By Zachary Margulis-Ohnuma
Under New York’s Sex Offender Registration Act, a judge determines risk. That’s a good thing, because it ensures that the defendant (i.e. convicted sex offender) has an opportunity to be heard. But the current system is a mess, with an outdated “risk assessment instrument” (“RAI”) that routinely and predictably yields the wrong outcomes by assessing high risk levels to people unlikely to reoffend and low risk levels, in some cases, to those who are more likely to reoffend. Since the RAI was adopted in 1997, a whole industry of assessing sex offender risk using statistical analysis of actual outcomes has emerged. Social scientists have developed actuarial risk assessment instruments that use methods adopted from insurance practices to predict the likelihood of re-offense. But, so far, these tested instruments have not been incorporated into the courts’ assessment of risk except when a client himself hires a psychiatrist to perform them and presents them to the court.

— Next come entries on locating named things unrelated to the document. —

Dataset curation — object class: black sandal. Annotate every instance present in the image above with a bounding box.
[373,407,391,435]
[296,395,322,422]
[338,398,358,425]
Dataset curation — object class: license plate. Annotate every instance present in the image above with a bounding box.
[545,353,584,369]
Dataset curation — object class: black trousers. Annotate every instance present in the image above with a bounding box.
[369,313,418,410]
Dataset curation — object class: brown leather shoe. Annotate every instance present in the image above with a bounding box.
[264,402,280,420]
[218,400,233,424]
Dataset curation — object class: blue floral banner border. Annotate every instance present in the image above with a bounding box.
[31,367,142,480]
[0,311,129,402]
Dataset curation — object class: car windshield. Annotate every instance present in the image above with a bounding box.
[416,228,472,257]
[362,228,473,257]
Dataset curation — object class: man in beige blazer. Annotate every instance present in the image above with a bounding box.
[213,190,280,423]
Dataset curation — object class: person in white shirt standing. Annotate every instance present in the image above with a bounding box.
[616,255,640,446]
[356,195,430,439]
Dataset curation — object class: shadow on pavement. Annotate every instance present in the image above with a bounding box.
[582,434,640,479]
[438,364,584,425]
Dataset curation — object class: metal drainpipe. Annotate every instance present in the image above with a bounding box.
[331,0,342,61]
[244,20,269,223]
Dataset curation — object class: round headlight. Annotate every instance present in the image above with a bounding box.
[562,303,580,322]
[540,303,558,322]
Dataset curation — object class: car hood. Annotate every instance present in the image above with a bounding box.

That may soon change. A bill pending in Albany would, if enacted, require the Board of Examiners of Sex Offenders to consult a “validated risk instrument” when recommending risk levels to the courts. This would go a long way in ensuring more accurate outcomes at risk assessment hearings. The New York City Bar Association has come out in favor of the bill, with a useful explanation of the issues addressed. Until the bill takes effect, clients are encouraged to retain a mental health professional to assist in assessing risk and presenting results to the court at the time of the risk assessment hearing.